The grand final of the 2012 Eurovision Song Contest will be held in the Azerbaijan capital Baku this weekend amidst international turbulence and condemnation.
President Ilham Aliyev’s authoritarian government has come under the international spotlight, accused by human rights organisations of violently oppressing its citizens. Amnesty reported this month that the Aliyev regime unleashed a violent crackdown on freedom of expression in the lead-up to Eurovision, which hasn’t abated.
Human Rights Watch reported this week that Azerbaijan police had violently dispersed two peaceful protests. The protesters were calling for freedom, less corruption and for the resignation of President Aliyev.
Aliyev said that the people of oil-rich Azerbaijan were free, in a recent speech to his cabinet: “We have democracy, freedom of speech, freedom of conscience and freedom of assembly.” The President said that Azerbaijanis had the right to freedom of assembly as long as they “conduct their activities where the mayor’s office has indicated to them”.
Aliyev, who presided over elections in 2010 that were “neither free nor fair”, according to Freedom House, joined Barack Obama and Julia Gillard at the NATO summit in Chicago this week.
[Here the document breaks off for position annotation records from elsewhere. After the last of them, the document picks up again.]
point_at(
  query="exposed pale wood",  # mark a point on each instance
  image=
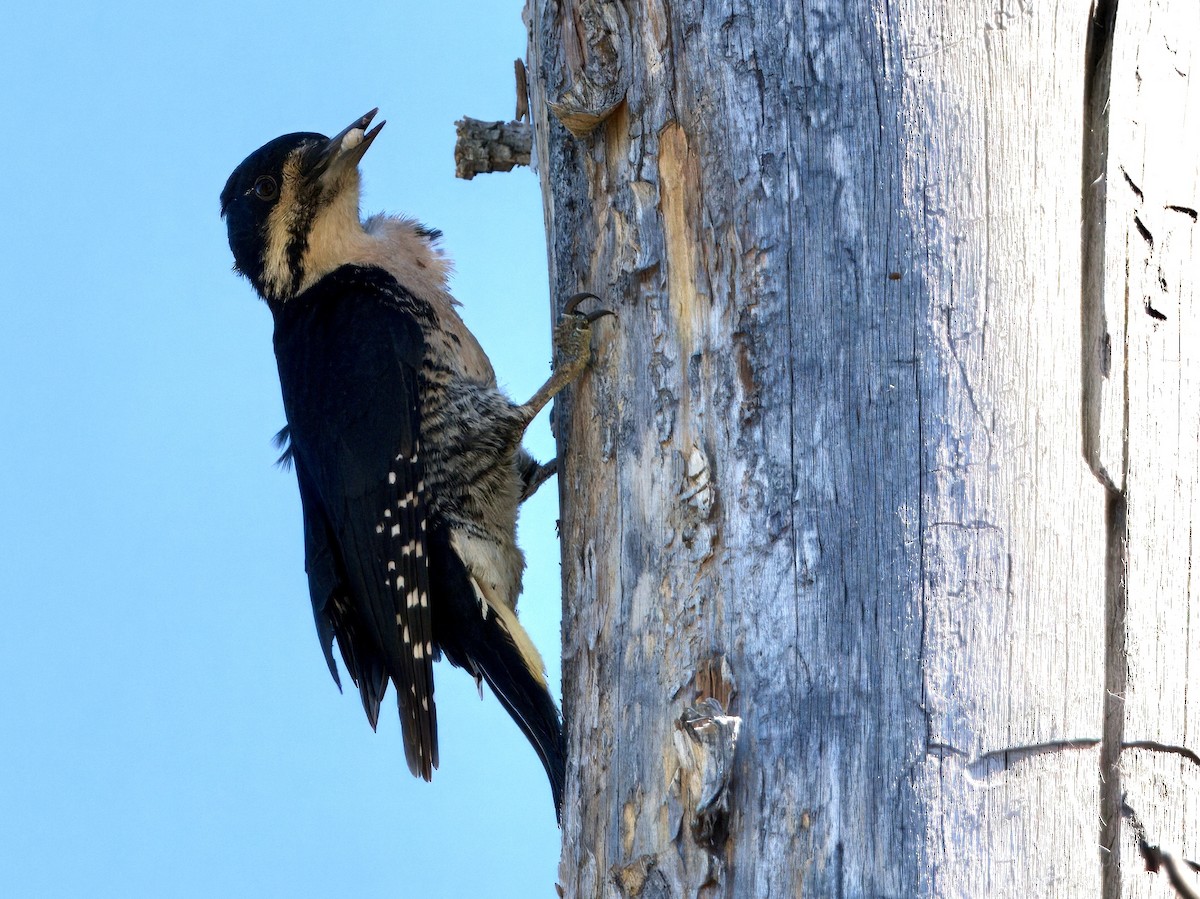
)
(831, 466)
(1151, 251)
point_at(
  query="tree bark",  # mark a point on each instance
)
(850, 545)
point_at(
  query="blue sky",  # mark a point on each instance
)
(168, 724)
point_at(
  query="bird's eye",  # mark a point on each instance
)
(265, 187)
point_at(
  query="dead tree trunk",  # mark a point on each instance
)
(861, 456)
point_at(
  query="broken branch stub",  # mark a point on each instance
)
(706, 741)
(490, 147)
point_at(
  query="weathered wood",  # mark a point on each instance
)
(831, 467)
(490, 147)
(1150, 414)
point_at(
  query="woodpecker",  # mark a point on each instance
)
(407, 454)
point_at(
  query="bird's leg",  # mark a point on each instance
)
(534, 474)
(573, 352)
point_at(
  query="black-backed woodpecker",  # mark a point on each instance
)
(407, 454)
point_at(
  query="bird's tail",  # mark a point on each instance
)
(487, 640)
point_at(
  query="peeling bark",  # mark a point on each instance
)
(855, 540)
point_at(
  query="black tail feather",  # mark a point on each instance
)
(481, 645)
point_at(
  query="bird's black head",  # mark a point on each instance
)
(291, 203)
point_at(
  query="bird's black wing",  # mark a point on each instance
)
(349, 352)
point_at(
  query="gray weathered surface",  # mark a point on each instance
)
(490, 147)
(1150, 303)
(829, 466)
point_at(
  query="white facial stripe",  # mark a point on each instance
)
(281, 226)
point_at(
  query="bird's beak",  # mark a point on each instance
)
(345, 149)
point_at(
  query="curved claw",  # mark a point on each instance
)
(574, 301)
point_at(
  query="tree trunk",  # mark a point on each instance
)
(846, 493)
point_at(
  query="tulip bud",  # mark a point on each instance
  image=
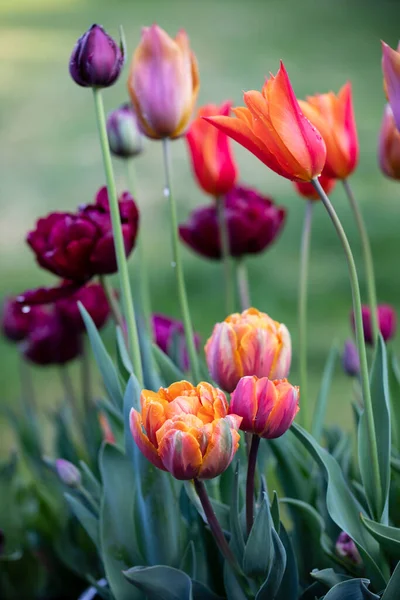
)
(250, 343)
(124, 135)
(350, 359)
(268, 407)
(68, 473)
(186, 430)
(387, 322)
(307, 190)
(346, 548)
(96, 60)
(389, 145)
(169, 335)
(163, 83)
(253, 221)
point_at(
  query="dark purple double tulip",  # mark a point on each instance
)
(253, 222)
(169, 335)
(78, 246)
(96, 60)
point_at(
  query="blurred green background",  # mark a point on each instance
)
(50, 158)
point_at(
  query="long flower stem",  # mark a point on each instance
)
(243, 284)
(144, 290)
(355, 289)
(368, 260)
(251, 470)
(226, 255)
(214, 524)
(302, 307)
(177, 265)
(122, 263)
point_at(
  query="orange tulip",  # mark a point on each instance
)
(391, 79)
(212, 159)
(307, 189)
(186, 430)
(250, 343)
(389, 145)
(334, 118)
(163, 83)
(274, 129)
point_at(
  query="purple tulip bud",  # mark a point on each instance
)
(387, 321)
(350, 359)
(68, 473)
(253, 222)
(78, 246)
(346, 548)
(96, 60)
(124, 135)
(169, 335)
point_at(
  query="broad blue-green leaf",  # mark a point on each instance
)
(394, 386)
(289, 588)
(258, 552)
(355, 589)
(343, 507)
(161, 583)
(118, 535)
(392, 590)
(169, 371)
(155, 497)
(388, 537)
(323, 394)
(103, 360)
(377, 495)
(86, 518)
(272, 583)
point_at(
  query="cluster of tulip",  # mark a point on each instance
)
(160, 409)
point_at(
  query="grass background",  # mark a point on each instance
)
(50, 158)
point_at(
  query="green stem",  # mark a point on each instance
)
(355, 289)
(126, 293)
(368, 260)
(144, 290)
(226, 255)
(302, 308)
(243, 284)
(251, 470)
(214, 525)
(177, 265)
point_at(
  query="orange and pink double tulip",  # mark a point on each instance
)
(267, 407)
(186, 430)
(250, 343)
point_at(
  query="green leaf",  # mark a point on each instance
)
(379, 386)
(392, 590)
(258, 552)
(355, 589)
(394, 386)
(388, 537)
(118, 535)
(86, 518)
(323, 394)
(237, 537)
(169, 371)
(156, 499)
(289, 589)
(161, 583)
(271, 585)
(343, 507)
(103, 359)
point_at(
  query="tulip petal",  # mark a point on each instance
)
(221, 449)
(180, 454)
(142, 441)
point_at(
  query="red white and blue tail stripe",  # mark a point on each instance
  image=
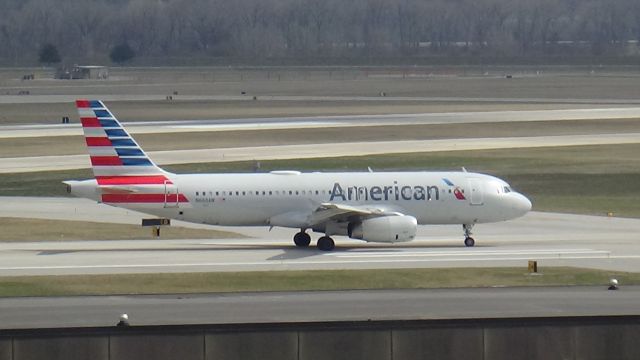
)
(124, 173)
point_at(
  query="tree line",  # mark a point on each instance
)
(318, 30)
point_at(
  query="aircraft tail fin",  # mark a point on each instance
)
(116, 158)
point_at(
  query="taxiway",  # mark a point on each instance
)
(314, 306)
(552, 239)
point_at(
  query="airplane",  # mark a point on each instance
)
(381, 207)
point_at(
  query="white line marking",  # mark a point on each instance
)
(293, 262)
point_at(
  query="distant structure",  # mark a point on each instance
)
(83, 72)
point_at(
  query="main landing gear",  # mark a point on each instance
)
(302, 239)
(468, 240)
(325, 243)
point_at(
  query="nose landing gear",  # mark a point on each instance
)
(468, 240)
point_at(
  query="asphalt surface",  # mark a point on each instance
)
(309, 151)
(318, 306)
(551, 239)
(148, 127)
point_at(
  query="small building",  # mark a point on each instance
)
(83, 72)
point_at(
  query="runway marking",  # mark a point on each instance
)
(558, 252)
(294, 262)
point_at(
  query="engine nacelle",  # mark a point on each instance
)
(384, 229)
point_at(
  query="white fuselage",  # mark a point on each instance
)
(284, 198)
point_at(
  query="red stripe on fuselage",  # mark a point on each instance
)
(82, 103)
(133, 180)
(143, 198)
(105, 160)
(93, 141)
(90, 122)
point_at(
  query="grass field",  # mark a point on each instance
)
(70, 145)
(21, 229)
(216, 282)
(579, 179)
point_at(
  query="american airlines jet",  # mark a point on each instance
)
(371, 206)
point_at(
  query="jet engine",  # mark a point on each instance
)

In further drama, neighbouring Iran recalled its Azerbaijan ambassador in protest to a so-called “gay parade“, which was reportedly planned to coincide with the contest. Sodomy is punishable by death in devoutly religious Iran.
The Iranian Ambassador Mohammad Bagher Bahrami left Baku on Monday as participants representing 42 countries arrived for the popular, annual competition, which Azerbaijani pop duo Ell and Nikki won in 2011. Tensions between Iran and Azerbaijan have increased this year after Baku announced a billion-dollar arms deal with Israel.
While 90% of Azerbaijan citizens identify as Muslim, Eurovision claims the country is one of the most liberal, secular Islamic nations, despite its questionable human rights record.
On Tuesday Azerbaijan arrested 11 people for spreading “anti-Eurovision” Islamist literature.
Roland Kobia, the European Union’s ambassador to Azerbaijan, told AzerNews that the modernisation that has occurred in the capital before the contest was an impressive demonstration of strong political will. But he was vaguer about human rights freedoms in the country.
“In the pyramid of human beings’ aspirations in today’s world, self-fulfilment and freedom are as important as progress in material comfort. I trust this is the next step,” he said.
Freedom of the press is virtually non-existent in Azerbaijan, with journalists often jailed for critical reporting about the Aliyev regime. Ten journalists and bloggers are currently in jail in Azerbaijan on “spurious charges”.
In 2011 blogger, journalist and member of the political opposition Tural Abbasli was brutally beaten and jailed for “organising public disorder”. In 2007 outspoken newspaper editor Eynulla Fatullayev was jailed on “trumped-up” charges, according to Amnesty.
US diplomatic cables released by Wikileaks in 2010 state that Aliyev is thin-skinned and overreacts when confronted with a “challenge to his authority or affronts to his family dignity”. The classified cable calls Aliyev’s leadership “iron-fisted” and his domestic policies “authoritarian and hostile to diversity of political views”.
The tensions between Azerbaijan and Iran have been simmering for many years. Some Iranian Azerbaijanis believe a part of north Iran should be recognised as Azerbaijan territory.